Tips for Avoiding Plagiarism

  • Make your own ideas the focus of your paper.
  • Use the ideas of others to reinforce your own argument, and give the original author credit by citing the source.
  • Keep track of complete citation information whenever you take notes and while you are writing your paper.  Unintentional plagiarism can result from sloppy research or from careless "cutting and pasting" of online sources.
  • Make it a habit to regularly use EasyBib to keep track of every source you find. Better yet, learn how to use RefWorks to not only format your citations but also provide you with an online file cabinet of your research sources.
  • Any words, ideas, opinions, or original research that are not your own must be cited.  This is true whether you copy material word-for-word or if you summarize a passage and change a few words around.  Use quotation marks when you directly state another person's words. 
  • Common knowledge, established facts, and well-known proverbs do not need to be cited.  None of these sentences needs a citation:
    • Albany is the capital of New York. 
    • Water freezes at 32 degrees Fahrenheit. 
    • Look before you leap.

Why Do I Need to Cite My Sources?

When you are writing a paper, you must cite your sources in order to:

  • avoid plagiarism 
  • acknowledge the author of ideas and words other than your own
  • enable readers of your paper to re-locate your source

If you need writing help, the Academic Resource Center is an excellent resource for NYU students.


How Do I Cite My Sources Properly?

Academic or scholarly work requires a bibliography, which may also be referred to as a works cited page, a citations list, or a reference list. Below are two examples of formatted citations.

A complete list of examples in MLA and other styles is found on the library's Bibliographic and Footnote Style Guide.

Reference Type

A sample citation in MLA format: In-Text Citation
Book with one author

Henley, Patricia. The Hummingbird House. Denver: MacMurray, 1999. Print.

(Henley 103)
Journal article with two authors

Collard, Scott, and Tempelman-Kluit, Nadaleen. "The Other Way In: Goal-Based Library Content Through CMS." Internet Reference Services Quarterly 11.4 (2006): 55-68. Print.

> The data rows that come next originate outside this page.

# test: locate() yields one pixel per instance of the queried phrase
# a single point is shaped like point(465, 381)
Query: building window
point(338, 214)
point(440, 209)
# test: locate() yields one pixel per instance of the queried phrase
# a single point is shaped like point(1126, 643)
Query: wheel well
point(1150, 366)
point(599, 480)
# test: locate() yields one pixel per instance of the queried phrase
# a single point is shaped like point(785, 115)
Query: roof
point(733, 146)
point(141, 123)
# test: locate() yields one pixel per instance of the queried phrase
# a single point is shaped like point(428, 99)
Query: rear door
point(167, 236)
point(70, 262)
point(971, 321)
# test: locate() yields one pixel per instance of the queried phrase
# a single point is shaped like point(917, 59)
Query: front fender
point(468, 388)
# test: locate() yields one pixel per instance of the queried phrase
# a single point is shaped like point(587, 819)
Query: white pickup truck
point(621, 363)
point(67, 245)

(Collard and Tempelman-Kluit 63)

Citation Handbooks

Cover Art
MLA Handbook for Writers of Research Papers - Joseph Gibaldi
Call Number: LB2369 .G53 2009 (also available in Reference Collection and at Reference Desk)
Publication Date: 2009 (7th) edition
The seventh edition is a comprehensive, up-to-date guide to research and writing in the online environment. It provides an authoritative update of MLA documentation style for use in student writing, including simplified guidelines for citing works published on the Web and new recommendations for citing several kinds of works, such as digital files and graphic narratives.

Cover Art
What Every Student Should Know about Avoiding Plagiarism - Linda Stern
Call Number: PN167 .S74 2007
ISBN: 0321446895
Publication Date: 2006-06-13
This book teaches students to take plagiarism seriously, to understand its consequences, and how to avoid it. This invaluable guide offers instruction and models for how to summarize, paraphrase, and quote sources. The most common types of plagiarism are discussed, from simple mistakes such as forgetting to use the quotation marks when using someone else's exact words or failing to acknowledge another's thoughts and ideas, to wholesale fraudulence, such as purchasing student papers from online sites and claiming them as one's own work. A brief guide to citing sources in both MLA and APA styles is also included.

Cover Art
The Bedford handbook - Diana Hacker
Call Number: PE1408 .H277 2010 Non-circulating
Built on Diana Hacker’s vision and developed with the help of expert composition teachers, The Bedford Handbook is the indispensable classroom and reference tool it always was — only better. Now with the strongest coverage of research writing in a full-sized handbook, the seventh edition helps students meet one of the core challenges of academic writing: maintaining their own voice while writing from sources.